The first proposal concerns the re-allocation of taxing rights of the largest and most profitable MNEs from where they conduct their substantial activities to where their customers are. This is known as Pillar 1. The current proposal is that Pillar 1 will apply to MNE groups with global revenues above 20 billion euros and profitability above 10%.
The second proposal is the introduction of an internationally-agreed minimum corporate tax rate for large MNEs, wherever they operate. This is known as Pillar 2. The G7 and IF have proposed a minimum effective tax rate of at least 15% for MNE groups with global revenues above 750 million euros.
Let me explain how Pillars 1 and 2 will likely impact Singapore.

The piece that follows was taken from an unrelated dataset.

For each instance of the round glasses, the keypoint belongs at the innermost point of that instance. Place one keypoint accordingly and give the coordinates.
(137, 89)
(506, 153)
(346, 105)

Pillar 1 was intended to adapt the international tax system to new business models where large businesses sell remotely to consumers in other jurisdictions, without physical presence. Under Pillar 1, some part of the profits and hence the taxes payable of large companies with overseas operations will be re-allocated to where their customers are. To illustrate, assume a Pillar 1 MNE group in Singapore has a profitability of 15%. Pillar 1 will then re-allocate a portion of the profits in excess of 10%, 5% in this case, from Singapore to be taxed in the market jurisdictions. This means that hub economies with smaller markets like Singapore will stand to lose corporate income tax revenues.

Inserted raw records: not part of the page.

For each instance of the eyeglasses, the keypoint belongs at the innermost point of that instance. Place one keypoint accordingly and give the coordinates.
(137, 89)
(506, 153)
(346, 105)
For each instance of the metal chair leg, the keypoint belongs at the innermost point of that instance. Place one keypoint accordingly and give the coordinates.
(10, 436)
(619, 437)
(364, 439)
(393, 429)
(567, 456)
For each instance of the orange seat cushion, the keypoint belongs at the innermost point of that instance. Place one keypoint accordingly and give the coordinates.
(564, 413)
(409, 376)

Pillar 2 aims to put a floor on international corporate tax competition. Essentially, under this proposal, MNEs will be subject to the minimum effective tax rate of 15% at the MNE group level, in every jurisdiction they operate. Broadly speaking, this means that if a MNE group in Singapore is taxed at an effective rate of, say 10%, then its home jurisdiction will impose additional rules to require the group to pay an additional 5% in tax there. Pillar 2 will therefore limit the effectiveness of tax incentives as a tool to encourage larger MNEs to invest in Singapore.
Ms Mariam Jaafar asked how many MNEs in Singapore currently pay less than the global minimum corporate tax rate of 15%. The current proposal is to apply this minimum effective tax rate to MNEs that meet a certain revenue threshold, currently set at 750 million euros. There are about 1,800 such MNE groups in Singapore that would meet this criteria.

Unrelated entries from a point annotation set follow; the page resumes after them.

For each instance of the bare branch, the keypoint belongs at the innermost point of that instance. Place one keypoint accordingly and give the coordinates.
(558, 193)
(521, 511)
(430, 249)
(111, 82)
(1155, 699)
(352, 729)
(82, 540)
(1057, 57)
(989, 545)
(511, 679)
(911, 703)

We expect that a majority of these MNE groups will have group effective tax rates below 15% in Singapore. That’s because our headline corporate tax rate is 17%, close to the proposed minimum effective tax rate of 15%. Furthermore, our tax system, like most others, provides for tax reliefs to encourage various meritorious activities like capital investment, R&D or charitable donations. For a small number of companies, there are also tax incentives for their qualifying activities subject to economic commitments.
However, at this stage, it is too early to work out the exact impact of the tax proposals. The final number of affected MNEs, as well as the extent of the impact, depends on the design of the specific rules which are still being actively discussed at the IF. As some of the tax proposals can only be effected through a multi-lateral instrument, there will be a need for international consensus to be fully reached before the changes can be implemented.
Hence, in response to the query from Ms Foo, we will only be able to determine with a high degree of confidence what the eventual impact on Singapore’s fiscal position would be, once the IF has worked through and agreed on the detailed design elements of both Pillars. The eventual impact will also depend on how companies and other governments respond to these international developments.
What we can say for certain is that when a consensus is fully reached, Singapore will adjust our corporate tax system as needed, in consultation with the industry. Any adjustments to our tax system will be guided by three principles:
a. First, we will abide by internationally agreed standards.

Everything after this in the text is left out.